その皮肉めいた言葉に、ベレヒナグルは機械仕掛けの杖を床に叩きつける。

トン。

その音が部屋に響き渡り、そして──


「連合の話だったな。私は君たちを支持する。以上だ」


その瞬間──

部屋の空気が凍り付く。魔導機械の規則正しい音さえも、まるで息を潜めたかのように静かになった。

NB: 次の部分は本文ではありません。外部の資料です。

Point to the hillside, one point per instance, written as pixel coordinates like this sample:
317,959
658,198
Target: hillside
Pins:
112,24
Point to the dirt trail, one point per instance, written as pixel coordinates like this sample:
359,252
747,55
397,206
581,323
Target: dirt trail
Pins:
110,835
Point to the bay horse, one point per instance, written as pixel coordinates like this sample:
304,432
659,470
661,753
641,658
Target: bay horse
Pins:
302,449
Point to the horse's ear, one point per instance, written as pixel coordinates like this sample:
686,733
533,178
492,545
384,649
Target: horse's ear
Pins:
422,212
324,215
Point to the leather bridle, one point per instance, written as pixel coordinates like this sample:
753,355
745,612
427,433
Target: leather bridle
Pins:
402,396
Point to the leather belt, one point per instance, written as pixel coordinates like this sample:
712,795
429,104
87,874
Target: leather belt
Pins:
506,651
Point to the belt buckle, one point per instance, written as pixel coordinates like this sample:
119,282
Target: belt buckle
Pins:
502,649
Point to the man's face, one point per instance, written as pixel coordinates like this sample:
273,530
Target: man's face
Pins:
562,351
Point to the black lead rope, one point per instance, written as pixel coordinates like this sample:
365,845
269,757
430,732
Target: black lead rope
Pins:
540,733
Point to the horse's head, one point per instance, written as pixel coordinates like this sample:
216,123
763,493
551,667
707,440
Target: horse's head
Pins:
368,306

あまりにもあっけない承諾に、アドリアンとメーラは言葉を失う。


「連合って何?」

「支持って……?」


レフィーラとケルナも困惑した表情を浮かべ、二人は顔を見合わせる。


「それは誠に……光栄な話なのですが」


彼は意図的に言葉を区切った。


「帝国四公爵様が、国家の重大な事柄を、魔導機械の改良程度で決めてしまわれても良いので?」

「会話に時間を費やすことこそが、最大の非効率だ」


ベレヒナグルはモノクルを光らせながら、まるで数式を解くように簡潔に返す。

しかし、突如として彼の表情が変化する。まるで新たな発明の閃きを得た時のように、その瞳が煌めいた。


「そうだ、貴殿」


彼は急かすような素振りを見せる。


「その並外れた魔導機械の知識、もっと詳しく伺いたい。新型魔導機械兵がもうすぐ完成間近なのだ。是非、実際に見て意見を聞かせて貰おうではないか。あぁ勿論、拒否しても構わないがその場合は支持を取り下げると思ってくれたまえ」


魔導結晶の柔らかな光の中、ベレヒナグルの研究室に新たな歯車が廻り始めようとしていた。